My application scenario is as follows: I want to evaluate the performance gain that can be achieved on a quad-core machine to process the same amount of data. I have the following two configurations:
i) 1-Process: a program without any threads and processes data from 1M .. 1G, while it is assumed that the system runs only one core of its 4-cores.
ii) 4-threads-Process: a program with 4-threads (all threads perform the same operation), but process 25% of the input.
In my program for creating 4-threads, I used the default pthread options (i.e. without any specific pthread_attr_t). I believe that the performance gain of a 4-thread configuration compared to a 1-Process configuration should be closer to 400% (or somewhere between 350% and 400%).
I have profiled the time spent creating threads, as shown below:
timer_start(&threadCreationTimer); pthread_create( &thread0, NULL, fun0, NULL ); pthread_create( &thread1, NULL, fun1, NULL ); pthread_create( &thread2, NULL, fun2, NULL ); pthread_create( &thread3, NULL, fun3, NULL ); threadCreationTime = timer_stop(&threadCreationTimer); pthread_join(&thread0, NULL); pthread_join(&thread1, NULL); pthread_join(&thread2, NULL); pthread_join(&thread3, NULL);
Since increasing the size of the input data can also increase in the memory consumption of each stream, therefore downloading all the data is definitely not a workable option in advance. Therefore, in order not to increase the memory requirement of each thread, each thread reads data in small fragments, processes them and reads the next fragment of the process, etc. Therefore, the code structure of my functions performed by threads is as follows:
timer_start(&threadTimer[i]); while(!dataFinished[i]) { threadTime[i] += timer_stop(&threadTimer[i]); data_source(); timer_start(&threadTimer[i]); process(); } threadTime[i] += timer_stop(&threadTimer[i]);
The variable dataFinished[i]
is marked true
process when it is received and processes all the necessary data. Process()
knows when to do this :-)
In the main function, I calculate the time spent on a 4-threaded configuration, as shown below:
execTime4Thread = max(threadTime[0], threadTime[1], threadTime[2], threadTime[3]) + threadCreationTime
.
And the performance gain is calculated simply
gain = execTime1process / execTime4Thread * 100
Question: With small data sizes from 1M to 4M, the performance gain is usually good (from 350 to 400%). However, the tendency to increase productivity decreases exponentially with increasing input size. It continues to shrink to a certain data size to 50 M or so, and then stabilizes by about 200%. Once it has reached this point, it remains almost stable even for 1 GB of data.

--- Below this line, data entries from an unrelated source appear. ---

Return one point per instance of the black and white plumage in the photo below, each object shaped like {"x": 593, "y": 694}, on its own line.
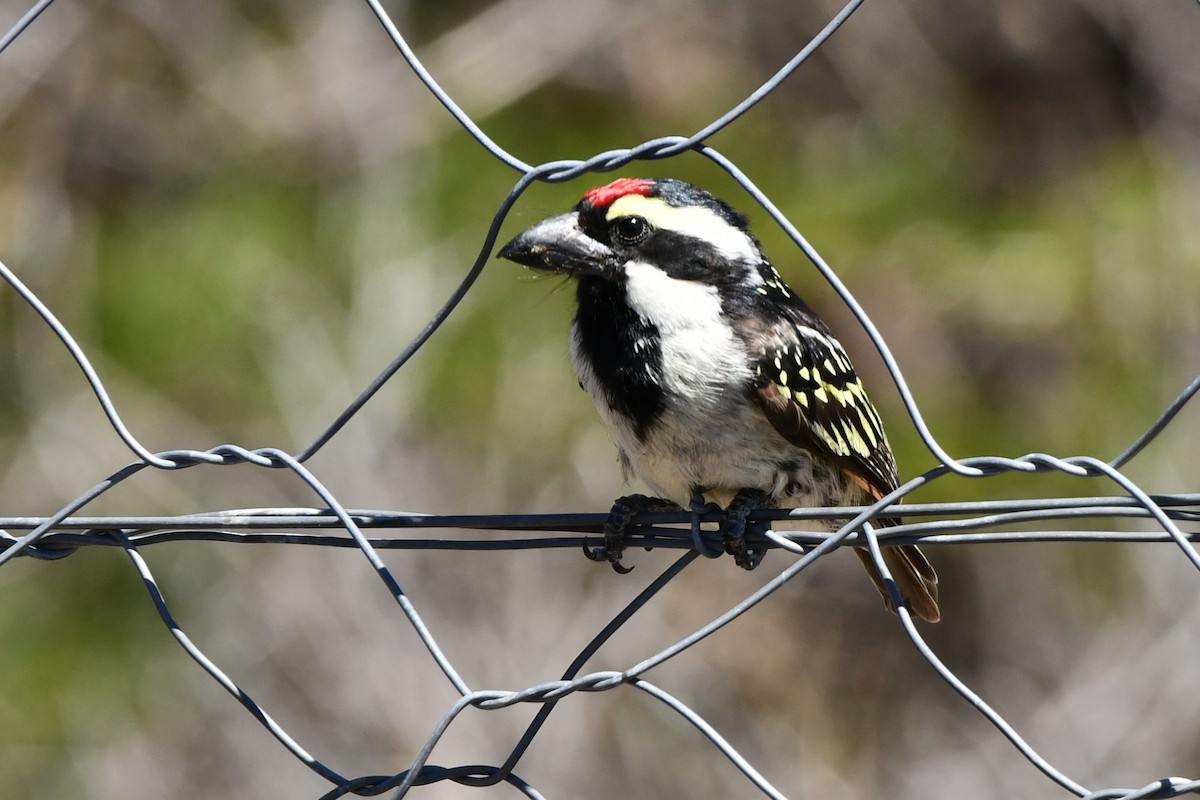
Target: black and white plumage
{"x": 712, "y": 376}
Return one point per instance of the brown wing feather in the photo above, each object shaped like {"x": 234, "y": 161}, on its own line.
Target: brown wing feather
{"x": 808, "y": 389}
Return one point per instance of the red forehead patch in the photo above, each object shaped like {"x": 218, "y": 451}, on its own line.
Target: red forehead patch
{"x": 604, "y": 196}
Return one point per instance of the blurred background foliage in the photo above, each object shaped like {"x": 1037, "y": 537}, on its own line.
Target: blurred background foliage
{"x": 243, "y": 210}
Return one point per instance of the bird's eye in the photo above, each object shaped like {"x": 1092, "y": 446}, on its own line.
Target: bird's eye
{"x": 630, "y": 230}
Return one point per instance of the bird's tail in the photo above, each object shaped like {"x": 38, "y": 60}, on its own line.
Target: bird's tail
{"x": 915, "y": 578}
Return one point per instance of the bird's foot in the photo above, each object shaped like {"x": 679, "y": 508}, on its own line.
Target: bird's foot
{"x": 737, "y": 523}
{"x": 616, "y": 528}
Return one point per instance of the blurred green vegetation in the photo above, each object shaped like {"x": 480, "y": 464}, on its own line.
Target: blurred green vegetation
{"x": 244, "y": 211}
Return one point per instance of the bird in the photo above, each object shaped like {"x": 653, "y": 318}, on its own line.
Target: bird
{"x": 715, "y": 380}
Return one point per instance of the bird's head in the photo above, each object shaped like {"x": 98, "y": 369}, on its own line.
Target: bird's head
{"x": 664, "y": 223}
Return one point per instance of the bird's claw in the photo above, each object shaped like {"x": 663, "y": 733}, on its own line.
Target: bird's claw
{"x": 737, "y": 523}
{"x": 616, "y": 528}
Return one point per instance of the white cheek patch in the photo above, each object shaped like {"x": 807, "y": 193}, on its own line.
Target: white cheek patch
{"x": 700, "y": 350}
{"x": 693, "y": 221}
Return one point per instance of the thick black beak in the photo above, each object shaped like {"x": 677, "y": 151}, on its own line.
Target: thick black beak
{"x": 558, "y": 245}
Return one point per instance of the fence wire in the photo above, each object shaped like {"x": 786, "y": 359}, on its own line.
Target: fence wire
{"x": 1147, "y": 516}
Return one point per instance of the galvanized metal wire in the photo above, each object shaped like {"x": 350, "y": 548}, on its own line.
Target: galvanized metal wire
{"x": 1146, "y": 516}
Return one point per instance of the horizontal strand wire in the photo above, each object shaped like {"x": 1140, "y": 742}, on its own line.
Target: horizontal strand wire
{"x": 1173, "y": 518}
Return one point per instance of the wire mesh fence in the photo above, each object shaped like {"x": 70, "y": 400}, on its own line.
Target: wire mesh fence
{"x": 1121, "y": 511}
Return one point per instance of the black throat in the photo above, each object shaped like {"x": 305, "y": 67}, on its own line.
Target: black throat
{"x": 624, "y": 350}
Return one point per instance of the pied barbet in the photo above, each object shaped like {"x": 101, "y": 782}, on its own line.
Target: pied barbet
{"x": 717, "y": 382}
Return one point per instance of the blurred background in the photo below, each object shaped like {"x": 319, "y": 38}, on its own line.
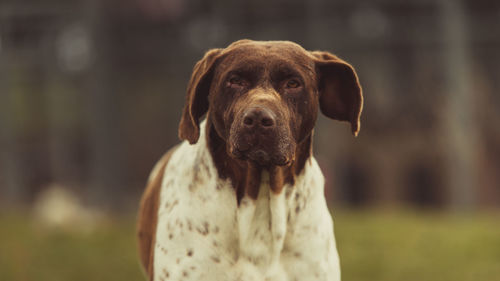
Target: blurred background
{"x": 91, "y": 94}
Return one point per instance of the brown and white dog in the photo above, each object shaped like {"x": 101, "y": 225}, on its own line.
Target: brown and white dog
{"x": 241, "y": 199}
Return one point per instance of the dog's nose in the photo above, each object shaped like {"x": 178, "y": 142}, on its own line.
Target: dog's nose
{"x": 259, "y": 117}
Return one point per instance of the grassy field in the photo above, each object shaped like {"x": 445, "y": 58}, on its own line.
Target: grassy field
{"x": 373, "y": 245}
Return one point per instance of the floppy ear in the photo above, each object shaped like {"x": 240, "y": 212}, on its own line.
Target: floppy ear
{"x": 197, "y": 97}
{"x": 340, "y": 94}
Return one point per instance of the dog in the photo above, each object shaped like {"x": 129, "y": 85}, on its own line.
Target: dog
{"x": 242, "y": 197}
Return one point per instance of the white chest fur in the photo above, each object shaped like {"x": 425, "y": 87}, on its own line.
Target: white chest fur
{"x": 202, "y": 234}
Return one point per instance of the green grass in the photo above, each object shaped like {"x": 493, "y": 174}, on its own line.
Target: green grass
{"x": 373, "y": 245}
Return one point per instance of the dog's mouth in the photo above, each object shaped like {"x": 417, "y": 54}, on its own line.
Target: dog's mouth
{"x": 260, "y": 157}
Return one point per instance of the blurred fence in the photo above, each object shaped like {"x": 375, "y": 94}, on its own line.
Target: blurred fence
{"x": 91, "y": 93}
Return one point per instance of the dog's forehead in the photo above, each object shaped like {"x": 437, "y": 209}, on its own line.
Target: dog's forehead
{"x": 267, "y": 54}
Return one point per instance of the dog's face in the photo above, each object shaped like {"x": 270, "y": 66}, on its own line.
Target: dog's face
{"x": 262, "y": 98}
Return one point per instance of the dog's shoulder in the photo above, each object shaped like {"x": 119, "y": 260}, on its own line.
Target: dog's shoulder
{"x": 148, "y": 209}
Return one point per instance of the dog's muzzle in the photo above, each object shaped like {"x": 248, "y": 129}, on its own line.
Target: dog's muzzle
{"x": 258, "y": 136}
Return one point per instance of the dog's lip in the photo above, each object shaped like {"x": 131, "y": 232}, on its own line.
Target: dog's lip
{"x": 260, "y": 157}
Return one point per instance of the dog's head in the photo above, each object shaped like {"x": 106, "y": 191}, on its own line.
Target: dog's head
{"x": 262, "y": 98}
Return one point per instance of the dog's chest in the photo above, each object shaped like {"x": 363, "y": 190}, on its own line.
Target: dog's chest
{"x": 202, "y": 234}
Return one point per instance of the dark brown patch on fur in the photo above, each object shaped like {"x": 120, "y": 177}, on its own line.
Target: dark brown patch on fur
{"x": 326, "y": 82}
{"x": 148, "y": 217}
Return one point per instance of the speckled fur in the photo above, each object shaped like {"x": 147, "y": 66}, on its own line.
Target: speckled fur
{"x": 202, "y": 233}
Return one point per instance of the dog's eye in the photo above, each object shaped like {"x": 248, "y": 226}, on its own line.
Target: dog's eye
{"x": 292, "y": 84}
{"x": 236, "y": 82}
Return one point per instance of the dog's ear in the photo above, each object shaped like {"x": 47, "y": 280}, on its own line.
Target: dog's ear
{"x": 197, "y": 97}
{"x": 340, "y": 94}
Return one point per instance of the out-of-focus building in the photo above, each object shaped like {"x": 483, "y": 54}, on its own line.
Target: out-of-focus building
{"x": 91, "y": 93}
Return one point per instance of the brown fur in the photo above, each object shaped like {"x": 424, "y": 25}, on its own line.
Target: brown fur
{"x": 328, "y": 83}
{"x": 148, "y": 215}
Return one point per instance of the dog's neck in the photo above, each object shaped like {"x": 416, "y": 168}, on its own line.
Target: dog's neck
{"x": 246, "y": 176}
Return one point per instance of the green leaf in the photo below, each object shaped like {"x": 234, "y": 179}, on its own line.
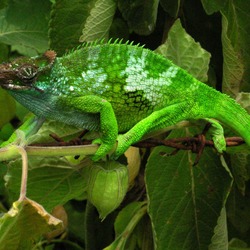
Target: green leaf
{"x": 185, "y": 52}
{"x": 220, "y": 237}
{"x": 99, "y": 21}
{"x": 185, "y": 202}
{"x": 4, "y": 51}
{"x": 25, "y": 24}
{"x": 171, "y": 7}
{"x": 67, "y": 21}
{"x": 51, "y": 181}
{"x": 241, "y": 170}
{"x": 125, "y": 223}
{"x": 238, "y": 207}
{"x": 25, "y": 223}
{"x": 212, "y": 6}
{"x": 8, "y": 107}
{"x": 236, "y": 51}
{"x": 237, "y": 244}
{"x": 140, "y": 15}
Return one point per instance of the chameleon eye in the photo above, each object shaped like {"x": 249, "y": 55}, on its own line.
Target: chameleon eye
{"x": 27, "y": 73}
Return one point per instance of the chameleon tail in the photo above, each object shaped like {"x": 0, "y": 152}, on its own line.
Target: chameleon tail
{"x": 233, "y": 115}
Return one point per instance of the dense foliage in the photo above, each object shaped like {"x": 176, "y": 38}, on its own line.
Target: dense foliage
{"x": 170, "y": 204}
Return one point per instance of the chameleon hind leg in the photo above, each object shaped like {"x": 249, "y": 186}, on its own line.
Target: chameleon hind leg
{"x": 159, "y": 119}
{"x": 167, "y": 117}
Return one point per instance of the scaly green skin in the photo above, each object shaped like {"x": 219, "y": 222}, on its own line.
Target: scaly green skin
{"x": 120, "y": 88}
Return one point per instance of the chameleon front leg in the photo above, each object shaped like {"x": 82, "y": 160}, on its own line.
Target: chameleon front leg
{"x": 108, "y": 124}
{"x": 28, "y": 128}
{"x": 159, "y": 119}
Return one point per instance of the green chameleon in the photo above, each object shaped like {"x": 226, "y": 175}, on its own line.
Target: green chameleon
{"x": 117, "y": 88}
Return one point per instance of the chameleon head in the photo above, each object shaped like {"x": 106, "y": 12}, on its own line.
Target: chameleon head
{"x": 21, "y": 74}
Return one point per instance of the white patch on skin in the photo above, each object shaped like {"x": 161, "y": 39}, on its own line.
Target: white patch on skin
{"x": 138, "y": 78}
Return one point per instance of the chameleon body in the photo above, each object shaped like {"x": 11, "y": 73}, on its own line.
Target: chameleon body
{"x": 116, "y": 89}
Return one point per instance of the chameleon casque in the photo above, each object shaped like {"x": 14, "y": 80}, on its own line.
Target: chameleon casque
{"x": 117, "y": 88}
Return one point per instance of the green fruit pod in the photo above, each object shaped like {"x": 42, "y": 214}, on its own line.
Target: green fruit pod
{"x": 108, "y": 184}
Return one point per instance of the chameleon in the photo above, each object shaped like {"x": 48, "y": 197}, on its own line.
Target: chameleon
{"x": 121, "y": 90}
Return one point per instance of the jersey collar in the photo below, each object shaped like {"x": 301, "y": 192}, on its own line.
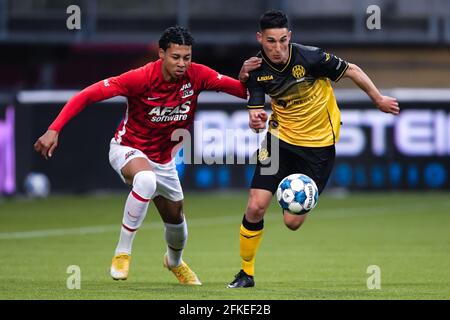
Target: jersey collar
{"x": 275, "y": 67}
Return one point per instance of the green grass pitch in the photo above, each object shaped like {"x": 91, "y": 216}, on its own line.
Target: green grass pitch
{"x": 407, "y": 235}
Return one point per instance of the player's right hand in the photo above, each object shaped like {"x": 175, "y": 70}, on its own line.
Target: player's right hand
{"x": 257, "y": 119}
{"x": 47, "y": 143}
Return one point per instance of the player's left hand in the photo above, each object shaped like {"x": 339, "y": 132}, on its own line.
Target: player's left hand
{"x": 388, "y": 104}
{"x": 47, "y": 143}
{"x": 249, "y": 65}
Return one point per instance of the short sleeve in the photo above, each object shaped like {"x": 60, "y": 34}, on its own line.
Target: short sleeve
{"x": 127, "y": 84}
{"x": 257, "y": 97}
{"x": 328, "y": 65}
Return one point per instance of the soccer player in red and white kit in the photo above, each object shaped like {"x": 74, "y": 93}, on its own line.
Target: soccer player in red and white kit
{"x": 162, "y": 97}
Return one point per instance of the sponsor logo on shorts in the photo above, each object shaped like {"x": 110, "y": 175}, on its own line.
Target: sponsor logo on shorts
{"x": 129, "y": 154}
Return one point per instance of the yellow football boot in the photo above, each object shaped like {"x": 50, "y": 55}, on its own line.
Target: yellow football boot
{"x": 183, "y": 273}
{"x": 120, "y": 266}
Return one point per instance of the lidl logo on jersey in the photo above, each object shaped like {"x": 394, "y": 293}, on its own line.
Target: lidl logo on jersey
{"x": 167, "y": 114}
{"x": 264, "y": 78}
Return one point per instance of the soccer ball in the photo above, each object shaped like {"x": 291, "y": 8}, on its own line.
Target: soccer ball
{"x": 297, "y": 193}
{"x": 37, "y": 185}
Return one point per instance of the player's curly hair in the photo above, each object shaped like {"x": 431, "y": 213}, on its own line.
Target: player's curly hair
{"x": 176, "y": 35}
{"x": 273, "y": 19}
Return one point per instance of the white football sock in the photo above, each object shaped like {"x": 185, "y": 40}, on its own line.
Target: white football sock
{"x": 144, "y": 186}
{"x": 176, "y": 237}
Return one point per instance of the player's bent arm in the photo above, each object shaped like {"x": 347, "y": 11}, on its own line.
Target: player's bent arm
{"x": 362, "y": 80}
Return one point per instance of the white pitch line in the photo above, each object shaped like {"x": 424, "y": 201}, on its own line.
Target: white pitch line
{"x": 200, "y": 222}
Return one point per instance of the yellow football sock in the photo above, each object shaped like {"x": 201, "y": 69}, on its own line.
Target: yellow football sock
{"x": 249, "y": 243}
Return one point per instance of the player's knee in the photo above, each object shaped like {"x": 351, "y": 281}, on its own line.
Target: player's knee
{"x": 255, "y": 210}
{"x": 144, "y": 183}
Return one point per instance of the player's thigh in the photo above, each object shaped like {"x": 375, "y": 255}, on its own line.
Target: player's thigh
{"x": 170, "y": 211}
{"x": 258, "y": 202}
{"x": 317, "y": 163}
{"x": 134, "y": 166}
{"x": 127, "y": 161}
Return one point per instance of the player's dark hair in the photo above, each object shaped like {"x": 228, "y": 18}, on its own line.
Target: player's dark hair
{"x": 176, "y": 35}
{"x": 273, "y": 19}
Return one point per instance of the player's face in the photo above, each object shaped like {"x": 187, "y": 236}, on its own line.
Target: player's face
{"x": 176, "y": 60}
{"x": 275, "y": 43}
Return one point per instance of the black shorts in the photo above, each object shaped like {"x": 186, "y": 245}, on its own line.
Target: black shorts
{"x": 316, "y": 163}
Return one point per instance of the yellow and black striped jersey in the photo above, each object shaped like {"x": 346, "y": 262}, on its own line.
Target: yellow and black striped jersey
{"x": 305, "y": 111}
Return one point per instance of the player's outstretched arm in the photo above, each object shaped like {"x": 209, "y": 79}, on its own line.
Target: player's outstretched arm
{"x": 48, "y": 142}
{"x": 361, "y": 79}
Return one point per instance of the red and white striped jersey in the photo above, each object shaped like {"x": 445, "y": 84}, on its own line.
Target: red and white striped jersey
{"x": 155, "y": 107}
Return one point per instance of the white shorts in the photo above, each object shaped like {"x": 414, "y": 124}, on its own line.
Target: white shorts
{"x": 167, "y": 182}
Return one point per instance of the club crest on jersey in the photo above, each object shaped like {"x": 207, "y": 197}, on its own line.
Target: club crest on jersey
{"x": 298, "y": 71}
{"x": 167, "y": 114}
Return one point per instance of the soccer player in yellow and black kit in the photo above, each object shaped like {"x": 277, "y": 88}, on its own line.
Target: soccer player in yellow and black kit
{"x": 305, "y": 123}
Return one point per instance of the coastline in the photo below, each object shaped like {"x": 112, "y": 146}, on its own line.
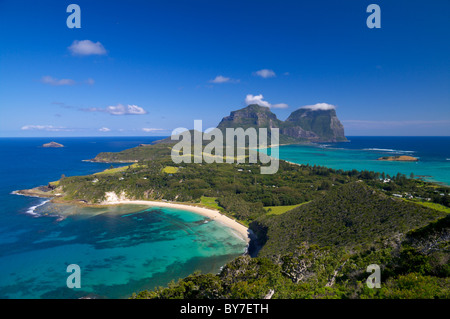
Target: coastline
{"x": 215, "y": 215}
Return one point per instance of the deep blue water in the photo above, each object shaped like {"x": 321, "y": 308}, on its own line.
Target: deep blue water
{"x": 125, "y": 249}
{"x": 120, "y": 250}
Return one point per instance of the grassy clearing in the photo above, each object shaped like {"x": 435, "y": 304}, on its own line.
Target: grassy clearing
{"x": 210, "y": 202}
{"x": 170, "y": 169}
{"x": 278, "y": 210}
{"x": 54, "y": 184}
{"x": 111, "y": 171}
{"x": 435, "y": 206}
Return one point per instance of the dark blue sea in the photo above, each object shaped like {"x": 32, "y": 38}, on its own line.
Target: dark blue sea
{"x": 125, "y": 249}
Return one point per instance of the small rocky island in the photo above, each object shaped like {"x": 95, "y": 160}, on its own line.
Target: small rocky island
{"x": 52, "y": 144}
{"x": 402, "y": 158}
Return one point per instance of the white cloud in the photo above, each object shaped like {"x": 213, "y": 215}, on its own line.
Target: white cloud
{"x": 56, "y": 82}
{"x": 280, "y": 106}
{"x": 119, "y": 109}
{"x": 265, "y": 73}
{"x": 319, "y": 107}
{"x": 259, "y": 99}
{"x": 149, "y": 129}
{"x": 48, "y": 128}
{"x": 86, "y": 47}
{"x": 223, "y": 79}
{"x": 256, "y": 99}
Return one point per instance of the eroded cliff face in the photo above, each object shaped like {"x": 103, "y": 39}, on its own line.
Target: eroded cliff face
{"x": 302, "y": 125}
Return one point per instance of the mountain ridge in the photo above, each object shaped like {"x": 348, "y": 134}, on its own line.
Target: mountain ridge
{"x": 302, "y": 125}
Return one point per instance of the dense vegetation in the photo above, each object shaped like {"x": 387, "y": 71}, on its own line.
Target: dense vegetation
{"x": 320, "y": 249}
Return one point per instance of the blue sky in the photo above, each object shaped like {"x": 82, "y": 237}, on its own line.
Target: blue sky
{"x": 147, "y": 67}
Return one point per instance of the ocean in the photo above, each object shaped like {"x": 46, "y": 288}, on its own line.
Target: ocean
{"x": 362, "y": 152}
{"x": 120, "y": 250}
{"x": 125, "y": 249}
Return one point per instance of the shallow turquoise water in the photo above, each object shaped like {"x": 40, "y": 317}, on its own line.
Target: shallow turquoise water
{"x": 119, "y": 250}
{"x": 362, "y": 154}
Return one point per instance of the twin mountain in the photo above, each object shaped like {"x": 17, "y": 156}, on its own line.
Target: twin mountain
{"x": 302, "y": 125}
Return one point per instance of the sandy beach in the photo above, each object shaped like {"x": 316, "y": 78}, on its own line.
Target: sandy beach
{"x": 240, "y": 229}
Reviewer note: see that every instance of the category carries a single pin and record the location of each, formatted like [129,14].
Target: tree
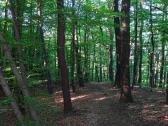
[61,57]
[126,95]
[118,45]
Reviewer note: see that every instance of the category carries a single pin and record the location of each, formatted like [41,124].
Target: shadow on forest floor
[97,105]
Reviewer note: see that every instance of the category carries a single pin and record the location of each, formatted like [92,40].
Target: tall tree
[8,93]
[151,80]
[61,57]
[118,45]
[126,95]
[141,48]
[45,57]
[136,48]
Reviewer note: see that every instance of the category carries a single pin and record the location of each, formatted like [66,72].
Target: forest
[83,62]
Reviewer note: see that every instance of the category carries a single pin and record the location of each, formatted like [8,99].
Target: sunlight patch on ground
[60,100]
[100,99]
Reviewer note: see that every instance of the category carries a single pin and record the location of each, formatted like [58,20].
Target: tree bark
[151,82]
[22,83]
[136,48]
[45,55]
[126,95]
[140,50]
[61,57]
[8,93]
[118,46]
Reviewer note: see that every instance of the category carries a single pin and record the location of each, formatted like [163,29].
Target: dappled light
[83,62]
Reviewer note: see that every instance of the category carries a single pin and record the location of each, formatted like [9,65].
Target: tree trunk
[118,46]
[8,93]
[45,55]
[140,50]
[126,95]
[151,82]
[136,48]
[73,45]
[61,57]
[22,83]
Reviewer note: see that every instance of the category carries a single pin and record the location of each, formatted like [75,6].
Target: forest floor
[98,105]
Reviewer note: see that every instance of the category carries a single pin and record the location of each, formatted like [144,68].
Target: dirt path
[97,105]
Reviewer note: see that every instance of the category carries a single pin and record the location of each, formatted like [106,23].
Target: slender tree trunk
[78,61]
[73,45]
[21,77]
[140,50]
[163,52]
[136,48]
[118,46]
[21,82]
[126,95]
[111,73]
[8,93]
[153,48]
[61,57]
[45,55]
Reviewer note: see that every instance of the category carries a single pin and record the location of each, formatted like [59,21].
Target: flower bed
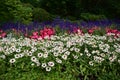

My question is: can anyone suggest a basic argument for this behavior (i.e., a drop in performance at the beginning and remaining stable later)?
And tell me how to fix it?
For your information, I also examined the behavior of threadCreationTime
and threadTime
for each thread to see what happens. For 1M data, the values โโof these variables are small, but as the data size increases, both of these variables exponentially increase (but threadCreationTime
should remain almost the same regardless of the size of the data, and threadTime
should increase at the speed corresponding to the processing data). After continuing to increase to 50 M or less, threadCreationTime
becomes stable, and threadTime
(like the performance drop becomes stable), and threadCreationTime
continue to increase at a constant speed corresponding to an increase in the processed data (which is understood).
Do you think increasing the stack size for each thread, process priority material, or user-defined values โโof a different type of scheduler parameters (using pthread_attr_init
) might help?
PS: The results are obtained when running programs in security mode with a Linux error using root (i.e., the minimum OS works without a GUI and network material).